Did I ever have a flu! One like I haven’t had in years! I was too sick to sit at the computer, but had plenty of time to think. One thought I had repeatedly was, “At least I’m not depressed.” Very few things are as bad as depression. At least I knew the flu would be over soon. Depression takes away hope and you wonder if you’ll ever come out of it. Today I’m still weak and my stomach is still queasy, but I’m strong enough to blog. So glad about that!

I want to continue the thoughts I posed in my last post: What makes some people choose life over death when they’re severely depressed? Had lots of time to analyze that – mostly drawing from my own experience.

In New Light on Depression, Harold Koenig writes how we need a supportive ally who will say, “I love you, and there’s nothing you could do or say that would change that.

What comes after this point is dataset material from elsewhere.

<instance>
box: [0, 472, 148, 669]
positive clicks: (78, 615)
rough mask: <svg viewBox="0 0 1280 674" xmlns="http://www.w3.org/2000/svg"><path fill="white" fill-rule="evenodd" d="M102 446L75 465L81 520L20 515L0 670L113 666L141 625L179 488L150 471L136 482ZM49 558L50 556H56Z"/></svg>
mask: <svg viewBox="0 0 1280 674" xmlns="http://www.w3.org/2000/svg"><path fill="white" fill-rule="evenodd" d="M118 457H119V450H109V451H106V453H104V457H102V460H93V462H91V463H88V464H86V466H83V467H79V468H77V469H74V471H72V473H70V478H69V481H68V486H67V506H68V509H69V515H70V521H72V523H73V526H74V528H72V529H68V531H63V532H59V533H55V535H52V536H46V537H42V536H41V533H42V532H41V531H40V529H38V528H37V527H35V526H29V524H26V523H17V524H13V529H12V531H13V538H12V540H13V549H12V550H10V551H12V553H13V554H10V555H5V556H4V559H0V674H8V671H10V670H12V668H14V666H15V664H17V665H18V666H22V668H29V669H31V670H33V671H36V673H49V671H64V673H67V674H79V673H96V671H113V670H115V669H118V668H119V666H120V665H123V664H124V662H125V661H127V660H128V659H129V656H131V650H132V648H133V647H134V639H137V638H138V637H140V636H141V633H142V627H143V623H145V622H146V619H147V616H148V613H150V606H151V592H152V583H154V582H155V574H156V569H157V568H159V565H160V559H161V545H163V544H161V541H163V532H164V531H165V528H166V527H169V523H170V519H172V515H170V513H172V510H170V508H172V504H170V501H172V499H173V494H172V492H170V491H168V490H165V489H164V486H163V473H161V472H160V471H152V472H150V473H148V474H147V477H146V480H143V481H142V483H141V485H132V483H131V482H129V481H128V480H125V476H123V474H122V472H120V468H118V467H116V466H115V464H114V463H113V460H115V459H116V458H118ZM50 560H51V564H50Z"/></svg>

I am with you now, and I’ll be with you as long as you need me. I believe in you. I know that your depression has placed a great chasm between the person you really are and the person you feel you are. But I will try to help you bridge that gap with love – mine and God’s – for he loves you and believes in you too. We three are in this together – you, me, and God. And when this is over, together we’ll find a way to use the pain to help others.”

One thing Koenig said that has always resonated with me is that “Love – unconditional love – is the ultimate long-term antidote for depression, for at its core love is connected with faith and hope.”

I always read this unconditional love to mean the love we receive from God and others. However, I’m seeing more and more how it’s even more important to give love to others. A couple of friends have told me how the love they have for their family and friends keeps them from taking drastic action when they’re severely depressed.

And when we’re giving of ourselves in love to others, we tend not to become depressed as easily. We tend to overcome the threat of depression and work our way out of it more effectively. When we concern ourselves with the needs of others, our own needs are not as great. As we think about others we don’t think as much about ourselves. We know we’re needed and it feels good to be needed. How could we possibly end our lives knowing that?

I truly believe that sharing God’s unconditional love with others is the very best long-term antidote to depression.